Edible seaweed

Edible seaweed are algae that can be eaten or used in the preparation of food. They may belong to one of several groups of multicellular algae: the red algae, green algae, and brown algae. Seaweeds are used extensively as food in coastal cuisines around the world. Seaweed has been a part of diets in China, Japan, and Korea since prehistoric times.[1] Seaweed is also consumed in many traditional European societies, especially in northern and western Ireland, Wales (see Laver), Iceland and western Norway. Seaweed is also eaten in some coastal parts of South West England[2] and the Atlantic coast of France as well as Nova Scotia and Newfoundland. The Māori people of New Zealand traditionally used a few species of red and green seaweed.[3] Most edible seaweeds are marine algae as most freshwater algae are toxic. While marine algae are not toxic, some do contain acids that irritate the digestion canal, while some others can have a laxative and electrolyte balancing effect.[4] Japan consumes no fewer than 7 types of seaweed identified by name, and the general term for seaweed is used primarily for science and not in menus. Seaweed contains high levels of iodine relative to other foods.[5] In the Philippines, Tiwi, Albay residents discovered a new pancit or noodles made from seaweed, which can be cooked into pancit canton, pancit luglug, spaghetti or carbonara and is claimed to have health benefits such as being rich in calcium, magnesium and iodine.[6]
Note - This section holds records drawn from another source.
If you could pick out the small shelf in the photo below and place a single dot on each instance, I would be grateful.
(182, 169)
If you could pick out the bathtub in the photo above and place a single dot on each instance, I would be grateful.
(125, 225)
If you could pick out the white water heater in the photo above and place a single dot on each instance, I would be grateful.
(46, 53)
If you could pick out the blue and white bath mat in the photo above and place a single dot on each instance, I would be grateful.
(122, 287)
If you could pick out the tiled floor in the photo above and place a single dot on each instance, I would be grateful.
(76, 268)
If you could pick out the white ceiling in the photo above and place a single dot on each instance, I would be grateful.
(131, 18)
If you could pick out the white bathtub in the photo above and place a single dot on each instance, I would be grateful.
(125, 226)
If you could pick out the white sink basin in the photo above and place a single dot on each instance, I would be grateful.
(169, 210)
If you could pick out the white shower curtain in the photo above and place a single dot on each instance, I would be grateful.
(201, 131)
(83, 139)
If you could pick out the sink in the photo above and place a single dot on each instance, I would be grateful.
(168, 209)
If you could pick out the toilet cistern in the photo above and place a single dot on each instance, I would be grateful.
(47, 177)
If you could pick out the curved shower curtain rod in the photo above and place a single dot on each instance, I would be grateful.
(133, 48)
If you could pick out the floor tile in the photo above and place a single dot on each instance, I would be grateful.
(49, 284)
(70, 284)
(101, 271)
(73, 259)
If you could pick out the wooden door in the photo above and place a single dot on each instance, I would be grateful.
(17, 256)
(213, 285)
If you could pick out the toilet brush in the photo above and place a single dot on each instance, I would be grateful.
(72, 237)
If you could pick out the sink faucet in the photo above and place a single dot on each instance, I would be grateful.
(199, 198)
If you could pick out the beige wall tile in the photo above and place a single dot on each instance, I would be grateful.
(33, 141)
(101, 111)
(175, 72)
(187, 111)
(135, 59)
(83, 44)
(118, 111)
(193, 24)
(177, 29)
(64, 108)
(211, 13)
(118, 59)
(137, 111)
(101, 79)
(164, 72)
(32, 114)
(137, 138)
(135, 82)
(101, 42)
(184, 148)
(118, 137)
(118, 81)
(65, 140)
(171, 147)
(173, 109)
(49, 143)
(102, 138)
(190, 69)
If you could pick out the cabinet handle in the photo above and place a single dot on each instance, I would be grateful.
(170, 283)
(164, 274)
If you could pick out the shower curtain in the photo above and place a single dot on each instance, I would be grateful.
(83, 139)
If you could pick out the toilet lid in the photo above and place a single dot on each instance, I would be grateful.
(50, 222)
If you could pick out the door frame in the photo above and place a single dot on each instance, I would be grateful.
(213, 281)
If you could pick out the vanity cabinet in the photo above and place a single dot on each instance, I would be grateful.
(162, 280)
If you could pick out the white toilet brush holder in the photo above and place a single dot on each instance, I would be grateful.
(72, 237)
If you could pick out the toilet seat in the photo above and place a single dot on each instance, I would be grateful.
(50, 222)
In some parts of Asia, nori 海苔 (in Japan), zicai 紫菜 (in China), and gim 김 (in Korea) are sheets of the dried red alga Porphyra and are used in soups or to wrap sushi or onigiri. Chondrus crispus (commonly known as Irish moss) is another red alga used in producing various food additives, along with Kappaphycus and various gigartinoid seaweeds.

Seaweeds are also harvested or cultivated for the extraction of alginate, agar and carrageenan, gelatinous substances collectively known as hydrocolloids or phycocolloids. Hydrocolloids have attained commercial significance, especially in food production as food additives.[7] The food industry exploits the gelling, water-retention, emulsifying and other physical properties of these hydrocolloids.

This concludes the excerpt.